Aus Sicht des Parteivorsitzenden der Grünen, Robert Habeck (Bündnis 90/Die Grünen), müsse der Widerspruch zwischen Lebensmittelproduktion und dem Schutz von Lebensgrundlagen – Klima, Gewässer, Artenvielfalt – aufgehoben werden. „Ein landwirtschaftliches System, das in der Vergangenheit richtig war, kann es nicht für die Zukunft sein“, so Habeck.
Der AfD-Obmann im Agrarausschuss, Stephan Protschka, betonte die Bedeutung der Herkunftskennzeichnung von Lebensmitteln. „Wenn wir in Deutschland mit Haltungsbedingungen anfangen, sollten wir auch den Verbraucher darauf hinweisen, wo die Produkte herkommen“, so Protschka.
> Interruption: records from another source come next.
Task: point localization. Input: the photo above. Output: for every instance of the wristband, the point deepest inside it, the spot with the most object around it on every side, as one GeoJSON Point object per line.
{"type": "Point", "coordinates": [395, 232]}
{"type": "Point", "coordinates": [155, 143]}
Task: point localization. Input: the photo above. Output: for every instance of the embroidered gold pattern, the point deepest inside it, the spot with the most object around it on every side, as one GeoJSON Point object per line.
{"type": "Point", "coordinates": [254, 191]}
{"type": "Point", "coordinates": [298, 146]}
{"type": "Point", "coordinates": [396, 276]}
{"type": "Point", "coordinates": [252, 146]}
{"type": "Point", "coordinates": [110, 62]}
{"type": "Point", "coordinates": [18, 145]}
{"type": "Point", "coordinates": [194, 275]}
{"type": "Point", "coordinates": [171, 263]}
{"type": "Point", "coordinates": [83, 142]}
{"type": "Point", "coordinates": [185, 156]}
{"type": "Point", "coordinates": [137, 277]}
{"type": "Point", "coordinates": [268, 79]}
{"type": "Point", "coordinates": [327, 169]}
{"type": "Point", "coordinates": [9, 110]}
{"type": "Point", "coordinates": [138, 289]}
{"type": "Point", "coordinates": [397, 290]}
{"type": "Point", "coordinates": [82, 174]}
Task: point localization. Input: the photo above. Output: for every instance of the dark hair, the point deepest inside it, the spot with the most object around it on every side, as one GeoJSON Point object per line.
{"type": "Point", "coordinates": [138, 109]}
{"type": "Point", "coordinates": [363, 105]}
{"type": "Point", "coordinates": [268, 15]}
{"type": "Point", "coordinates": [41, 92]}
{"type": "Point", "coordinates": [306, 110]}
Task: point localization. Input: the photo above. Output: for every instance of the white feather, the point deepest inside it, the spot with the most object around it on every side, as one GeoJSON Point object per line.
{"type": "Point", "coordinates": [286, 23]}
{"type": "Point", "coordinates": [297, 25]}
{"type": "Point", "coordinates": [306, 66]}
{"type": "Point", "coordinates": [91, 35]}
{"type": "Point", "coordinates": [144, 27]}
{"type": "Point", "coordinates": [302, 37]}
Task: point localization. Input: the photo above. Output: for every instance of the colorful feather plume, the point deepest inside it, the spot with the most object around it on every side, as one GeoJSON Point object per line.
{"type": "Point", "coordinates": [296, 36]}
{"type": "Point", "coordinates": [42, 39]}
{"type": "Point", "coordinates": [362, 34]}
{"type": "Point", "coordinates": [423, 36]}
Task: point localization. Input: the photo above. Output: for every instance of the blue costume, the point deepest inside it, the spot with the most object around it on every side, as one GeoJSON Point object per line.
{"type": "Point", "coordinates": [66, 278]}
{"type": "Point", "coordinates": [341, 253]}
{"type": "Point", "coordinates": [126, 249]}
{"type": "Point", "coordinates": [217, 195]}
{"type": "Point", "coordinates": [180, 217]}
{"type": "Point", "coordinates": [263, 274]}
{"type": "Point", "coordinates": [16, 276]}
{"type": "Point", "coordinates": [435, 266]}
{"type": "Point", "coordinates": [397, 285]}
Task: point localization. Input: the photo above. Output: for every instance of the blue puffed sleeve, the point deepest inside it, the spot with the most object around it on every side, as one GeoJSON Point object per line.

Bauernverbandspräsident Joachim Rukwied stellte den Antritt des Deutschen Bauernverbandes heraus, alle Betriebe in der Sicherung ihrer Zukunftsfähigkeit zu unterstützen. Dies „war, ist, und wird in Zukunft so sein. Wir wollen möglichst viele landwirtschaftliche Betriebe erhalten“, so Rukwied. Landwirte stünden zu höheren Standards, zum Umbau der Tierhaltung, zu mehr Biodiversität – dies müsse aber gesellschaftspolitisch begleitet und honoriert werden. „Positiv ist, dass man die Landwirtschaft gemeinsam nach vorne bringen will. Das ist eine wichtige Voraussetzung“, resümierte Rukwied und zeigte sich erfreut, dass sich alle Diskussionsteilnehmer dafür aussprachen, dass am Ende mehr Geld bei den Bauern ankommen müsse.